Je ne suis pas vraiment d'accord avec Scorpio et Rena. Un simple produit dégueulasse aurait suffit pour indiquer la présence de poison. Ça l'aurait préparé à affronter la vie sans vraiment l'empoisonner. Rena a réussi le mieux qu'elle pouvait à canaliser les émotions de Nevra, mais elle ne peut rien contre sa stupidité.

Bon, j'espère que Nevra aura l'occasion de briller plus tard quand Rena sera plus en difficulté. Pour cette épreuve le bilan n'a pas été brillant.

Dans le présent ont-ils réussi à terminer leurs entraînements ?
SinnaraAstaroth
Posté le 28/09/2024
Un simple produit dégueulasse aurait eu beaucoup moins d'impact.

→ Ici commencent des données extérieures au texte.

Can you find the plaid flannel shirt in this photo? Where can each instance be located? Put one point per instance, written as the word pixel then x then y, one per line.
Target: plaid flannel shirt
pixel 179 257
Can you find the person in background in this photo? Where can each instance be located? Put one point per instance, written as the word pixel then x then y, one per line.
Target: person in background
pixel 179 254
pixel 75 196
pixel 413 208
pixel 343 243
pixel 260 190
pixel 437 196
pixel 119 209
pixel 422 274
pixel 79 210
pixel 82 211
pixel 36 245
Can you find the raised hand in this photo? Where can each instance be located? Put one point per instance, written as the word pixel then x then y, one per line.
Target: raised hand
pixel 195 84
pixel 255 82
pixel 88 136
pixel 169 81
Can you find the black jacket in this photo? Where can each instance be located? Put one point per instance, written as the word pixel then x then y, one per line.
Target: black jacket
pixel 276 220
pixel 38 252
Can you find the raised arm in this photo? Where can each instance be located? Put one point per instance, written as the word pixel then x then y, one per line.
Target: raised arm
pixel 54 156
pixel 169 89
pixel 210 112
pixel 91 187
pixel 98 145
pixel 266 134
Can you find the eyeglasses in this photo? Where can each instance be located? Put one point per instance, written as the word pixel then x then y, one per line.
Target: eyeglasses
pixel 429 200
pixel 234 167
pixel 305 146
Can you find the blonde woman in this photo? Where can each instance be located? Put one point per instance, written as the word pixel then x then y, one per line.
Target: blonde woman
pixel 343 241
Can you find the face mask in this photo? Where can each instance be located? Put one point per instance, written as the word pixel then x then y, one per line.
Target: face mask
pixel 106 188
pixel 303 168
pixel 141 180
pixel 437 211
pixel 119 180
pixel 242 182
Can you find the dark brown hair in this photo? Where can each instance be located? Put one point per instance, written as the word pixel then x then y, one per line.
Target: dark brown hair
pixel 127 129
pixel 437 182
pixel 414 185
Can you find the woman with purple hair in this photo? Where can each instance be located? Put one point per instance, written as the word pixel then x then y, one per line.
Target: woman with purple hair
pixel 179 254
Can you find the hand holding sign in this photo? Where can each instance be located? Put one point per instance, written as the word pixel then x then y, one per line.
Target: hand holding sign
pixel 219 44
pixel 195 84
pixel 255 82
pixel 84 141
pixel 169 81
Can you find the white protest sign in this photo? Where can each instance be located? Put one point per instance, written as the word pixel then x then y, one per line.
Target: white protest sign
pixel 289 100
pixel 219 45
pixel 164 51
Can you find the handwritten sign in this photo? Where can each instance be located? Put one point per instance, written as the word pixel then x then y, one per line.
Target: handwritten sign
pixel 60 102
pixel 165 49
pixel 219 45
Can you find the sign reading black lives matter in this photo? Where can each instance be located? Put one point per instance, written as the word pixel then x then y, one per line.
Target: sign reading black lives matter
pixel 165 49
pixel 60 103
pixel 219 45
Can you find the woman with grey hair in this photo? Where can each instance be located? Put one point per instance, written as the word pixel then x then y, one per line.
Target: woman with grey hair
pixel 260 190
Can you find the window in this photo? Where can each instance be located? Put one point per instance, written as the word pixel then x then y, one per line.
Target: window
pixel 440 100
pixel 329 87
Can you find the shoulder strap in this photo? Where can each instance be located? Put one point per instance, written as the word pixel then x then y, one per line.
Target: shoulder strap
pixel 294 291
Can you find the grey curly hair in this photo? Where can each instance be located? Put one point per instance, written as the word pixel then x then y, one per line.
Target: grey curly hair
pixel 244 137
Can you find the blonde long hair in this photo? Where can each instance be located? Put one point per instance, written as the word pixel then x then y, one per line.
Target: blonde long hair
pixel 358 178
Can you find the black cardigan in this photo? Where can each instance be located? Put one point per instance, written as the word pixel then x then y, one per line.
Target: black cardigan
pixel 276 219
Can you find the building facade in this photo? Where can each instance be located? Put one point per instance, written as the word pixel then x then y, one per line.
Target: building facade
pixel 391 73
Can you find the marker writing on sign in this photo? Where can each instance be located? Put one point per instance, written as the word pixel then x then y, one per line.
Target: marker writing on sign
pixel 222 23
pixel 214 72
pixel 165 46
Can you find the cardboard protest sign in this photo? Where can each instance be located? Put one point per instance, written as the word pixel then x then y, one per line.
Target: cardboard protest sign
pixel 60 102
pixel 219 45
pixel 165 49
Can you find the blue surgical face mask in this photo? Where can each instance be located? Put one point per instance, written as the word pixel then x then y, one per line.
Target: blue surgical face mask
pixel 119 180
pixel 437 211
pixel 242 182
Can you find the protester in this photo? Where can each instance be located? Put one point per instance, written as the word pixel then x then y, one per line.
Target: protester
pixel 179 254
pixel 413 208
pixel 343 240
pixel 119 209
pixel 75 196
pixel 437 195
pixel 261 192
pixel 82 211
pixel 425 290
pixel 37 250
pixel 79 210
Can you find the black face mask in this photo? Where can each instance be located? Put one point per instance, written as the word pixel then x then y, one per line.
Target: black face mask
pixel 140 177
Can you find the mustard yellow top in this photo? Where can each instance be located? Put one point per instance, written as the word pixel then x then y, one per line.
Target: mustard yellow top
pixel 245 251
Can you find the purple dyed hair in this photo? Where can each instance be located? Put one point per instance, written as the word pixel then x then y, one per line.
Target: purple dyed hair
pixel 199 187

Pour Scorpio, il n'y a pas de "faux' danger, il te met face à la vraie réalité directement, et puis bon, si tu meurs, sélection naturelle. xD Au moins, là, Nevra s'en souviendra vraiment, ça va booster son instinct de survie. x)

Pour ce qui est de terminer leur entraînement, tu verras, c'est un peu compliqué avec tout ce qui se passe par la suite. ^^' Mais officiellement, oui, ils sont allés au bout de leur formation avec Sakumo.